Journalist of the Year, on the other hand, was selected by in-state judges, through some secret process of I-don't-know-what, and the results aren't announced until the awards banquet. I'll never know how I won, why I won, or what the win really meant.
The lesson
So here's what I've learned from 20 years of journalism contests:
- That 2005 Journalist of the Year title was nice, but the valuable lesson was the humiliation that came first. I still don't have an opinion on whether I deserved the J.O.Y. title, but I'm confident that my individual entries were just better than most of what that year's judges liked. At some point we all have to grow up, stop seeking the approval of others and trust our own judgment. That's it. That's all. That's life.
- That thing you always wanted because you believed it would validate your efforts? I've had a few, and each quickly proved profoundly hollow. Their value? Winning eventually frees you from the need for external validation, because you no longer have to worry that you're rejecting it because of sour grapes.
- Because there's just no logic to most awards, the important thing to remember is that winning first place for Investigative Reporting is probably just an indication that you're basically competent at some portion of your job. Maybe. Just don't bet on it.
- The best way to win writing contests? Write to win contests. Stick to the tried and true. Play the game. Self-promote. Read past winners and follow their formula. Have a plan, then stick to it.
Which brings us to Lesson No. 5, and with the newspaper industry crashing down around us, it's the one I wish I could convince everyone to heed: The best approach to newspaper contests is to stop entering them.
I got a second-place plaque for something at the 2006 banquet, but I felt like a hypocrite for entering and didn't bother to pick it up. That led to my "stop entering" epiphany and later that year I pitched the idea to our executive editor: Opt out. Don't enter. Make a statement: We're turning our focus 100 percent toward our readers, and the only contest we want to win is the daily contest for your attention and trust. Make it a one-year moratorium, I told him. Hell, I figured the PR value of such a move would be worth whatever it cost us in contest prestige.
I didn't expect he'd take me seriously. He didn't.
So why rock the boat? Well, consider this: I've been producing a Friday features section (that I developed with Janet Edens and my former boss, Judy Watts) since March 2007 and it hasn't featured a byline yet. Imagine that: a features section without feature stories. I have no idea how successful it is -- there's been no readership study in the past year to tell me -- but I can tell you that the readership for traditional "lifestyles" features writing across the industry isn't exactly robust.

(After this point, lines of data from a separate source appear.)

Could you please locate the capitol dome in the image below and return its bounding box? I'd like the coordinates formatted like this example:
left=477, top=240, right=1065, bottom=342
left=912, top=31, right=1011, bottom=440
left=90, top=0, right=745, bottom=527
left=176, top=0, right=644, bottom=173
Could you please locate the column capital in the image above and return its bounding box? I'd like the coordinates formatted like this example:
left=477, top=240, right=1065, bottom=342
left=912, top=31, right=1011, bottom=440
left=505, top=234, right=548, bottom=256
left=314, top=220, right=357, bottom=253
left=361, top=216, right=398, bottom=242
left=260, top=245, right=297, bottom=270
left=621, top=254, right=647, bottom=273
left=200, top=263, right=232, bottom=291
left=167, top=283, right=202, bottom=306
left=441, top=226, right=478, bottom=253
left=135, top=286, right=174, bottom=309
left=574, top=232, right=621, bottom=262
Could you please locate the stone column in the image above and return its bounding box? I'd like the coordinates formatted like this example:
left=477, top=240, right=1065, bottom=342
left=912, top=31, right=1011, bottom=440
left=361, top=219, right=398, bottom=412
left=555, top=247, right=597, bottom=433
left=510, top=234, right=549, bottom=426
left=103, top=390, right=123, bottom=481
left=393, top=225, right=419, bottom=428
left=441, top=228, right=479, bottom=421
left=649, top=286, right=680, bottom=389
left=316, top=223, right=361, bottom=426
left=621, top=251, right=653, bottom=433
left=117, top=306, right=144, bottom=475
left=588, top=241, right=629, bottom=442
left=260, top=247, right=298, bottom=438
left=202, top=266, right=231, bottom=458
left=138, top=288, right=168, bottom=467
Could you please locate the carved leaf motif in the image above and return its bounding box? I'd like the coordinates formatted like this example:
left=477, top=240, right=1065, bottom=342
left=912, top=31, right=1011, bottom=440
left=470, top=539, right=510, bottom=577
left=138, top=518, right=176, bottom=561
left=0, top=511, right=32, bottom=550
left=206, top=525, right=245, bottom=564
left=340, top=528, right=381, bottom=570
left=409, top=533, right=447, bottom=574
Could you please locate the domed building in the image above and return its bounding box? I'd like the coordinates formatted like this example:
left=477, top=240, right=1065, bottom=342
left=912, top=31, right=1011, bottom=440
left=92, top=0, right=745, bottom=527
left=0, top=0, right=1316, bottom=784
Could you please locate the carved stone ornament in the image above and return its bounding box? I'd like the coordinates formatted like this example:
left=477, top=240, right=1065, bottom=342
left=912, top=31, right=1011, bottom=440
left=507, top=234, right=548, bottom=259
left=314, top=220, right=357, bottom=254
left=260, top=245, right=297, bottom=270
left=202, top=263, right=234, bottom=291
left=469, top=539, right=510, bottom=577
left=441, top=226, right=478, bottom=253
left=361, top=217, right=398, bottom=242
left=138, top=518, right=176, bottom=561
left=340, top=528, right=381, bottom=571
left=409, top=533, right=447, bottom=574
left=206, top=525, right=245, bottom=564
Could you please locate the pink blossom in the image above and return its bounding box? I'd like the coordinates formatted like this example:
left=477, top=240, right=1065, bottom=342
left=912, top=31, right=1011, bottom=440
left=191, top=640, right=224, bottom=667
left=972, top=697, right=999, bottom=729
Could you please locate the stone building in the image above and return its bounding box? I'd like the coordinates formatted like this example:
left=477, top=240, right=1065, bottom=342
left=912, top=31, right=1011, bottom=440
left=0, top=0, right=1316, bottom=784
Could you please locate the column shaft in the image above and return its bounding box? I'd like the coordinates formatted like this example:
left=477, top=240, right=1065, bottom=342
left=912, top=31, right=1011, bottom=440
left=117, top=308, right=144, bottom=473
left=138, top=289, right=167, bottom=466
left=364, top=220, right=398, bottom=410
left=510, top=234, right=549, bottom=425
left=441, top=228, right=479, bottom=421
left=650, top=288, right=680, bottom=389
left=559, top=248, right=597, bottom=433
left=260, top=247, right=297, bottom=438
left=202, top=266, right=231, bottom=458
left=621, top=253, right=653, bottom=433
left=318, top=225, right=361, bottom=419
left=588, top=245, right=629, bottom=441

If you knew that, wouldn't you want to experiment with new approaches? Sure you would -- if you're focused on your readers and your business. But it's not what you'd do if you're focused on awards.
I'm not the only person who feels this way, apparently. Janet and I got to eat catfish with "Mister Magazine" Samir Husni outside Oxford, Miss., earlier this year, and Husni told us about a major magazine editor who informed his staff that he would fire anyone who entered a contest of any kind.
True innovation will never win awards, because there's no contest category for something that nobody else is doing. And if you foster a culture in which awards lead to promotions and financial rewards, then asking your talented people to invest themselves in anything new is going to look like a bad deal.
Well, I'm in. I'll never enter another press contest. Period. I'll be hosting the national convention of the Press Contest Conscientious Objectors of America in a utility closet at the Charleston Comfort Inn sometime next winter. You're all invited.